The loss of the Owls’ backcourt leader put their young guards in a tough position, thrusting them into the spotlight without much experience. Although they acquitted themselves well, Temple had a disappointing season, finishing 16-16 and losing in the first round of the AAC Tournament to East Carolina.

The Owls did not advance to a postseason tournament and missed the NCAA Tournament for the third time in four years.

However, with Brown returning for his fifth year after being granted a medical redshirt, the Owls' glaring weakness from last year is now their greatest strength.

“The [guard] rotation is going to be interesting for us,” head coach Fran Dunphy said. “We’ll probably play four guards a number of times because we have an abundance of guys that want to be out there and need to be out there on the court. We have a bunch of guys that are ready to go. Again, as our preseason stuff has been working, it’s been the competitiveness that has been terrific.”

Junior guard Shizz Alston Jr. will be a big part of that rotation. After Brown was lost for the season in 2016-17, Alston became Temple’s primary ball handler as a sophomore with little experience.

He had to average 36.4 minutes per game and responded well, leading the team with 13.9 points and 4.1 assists per game.

“His mindset is totally different,” Brown said about Alston. “Going from his freshman year to his sophomore year, he was thrown into the fire and I thought he did a pretty good job, you know. Now, with all that experience he has on the court, I think he’s ready to take that next step and be a consistent scorer and a be a consistent guy on defense and be a consistent guy that we can all lean on.”

Sophomores Quinton Rose and Alani Moore had to make up for the absence of Brown, as well, averaging 24.8 and 25.8 minutes per game last year, respectively. Moore, a starter in his freshman year, likely will come off the bench this season, which is a true testament to the amount of depth the Owls have in the backcourt.

Moore’s offensive versatility, which allows him to bring the ball up in certain situations and play on the wing, as well, will be very important if the Owls want to make it back to the NCAA Tournament.

“You can let other guys bring it up and have others guys do other things on the court, so it helps out a great deal,” Brown said. “It opens up everybody’s game. Like Alani Moore, he’s a point guard, but he’s also a great shooter, so he can spot up from time to time and things like that.”

“Alani and Q aren’t your average sophomores,” Alston added. “We played almost the same amount of minutes [last year] and I’m a junior, so they’re very veteran guys already.”

Players have also been raving about the talent and competitiveness that freshmen guards/wings Nate Pierre-Louis, J.P. Moorman and De’vondre Perry have shown throughout the offseason and preseason.

“It’s amazing, I’ve never seen freshmen this ready to play,” Alston said. “J.P. can bring the ball up, ‘Dre can bring the ball up, even Nate sometimes, so it’ll help us a lot.”

When you factor Trey Lowe, a redshirt sophomore guard who missed all of last season as he has been recovering from a February 2016 car accident and could return later this season, into the equation, the Owls have an incredibly deep and versatile backcourt.

The last time the Owls made it to the second weekend of the NCAA Tournament was in 2001 when they lost to Michigan State in the Elite Eight.
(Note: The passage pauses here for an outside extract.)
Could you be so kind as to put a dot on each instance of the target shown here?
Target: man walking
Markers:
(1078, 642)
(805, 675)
According to Alston, immediately after the Owls were bounced from the AAC Tournament last year, they talked about their potential to make a run.

“We see teams like South Carolina go all the way, teams similar to ourselves that are not the big blood teams like Kentucky or Duke,” Alston said. “We think we can make it to the second round, third round or as far as we want.”

If they’re going to do it, their veteran backcourt will be the reason why.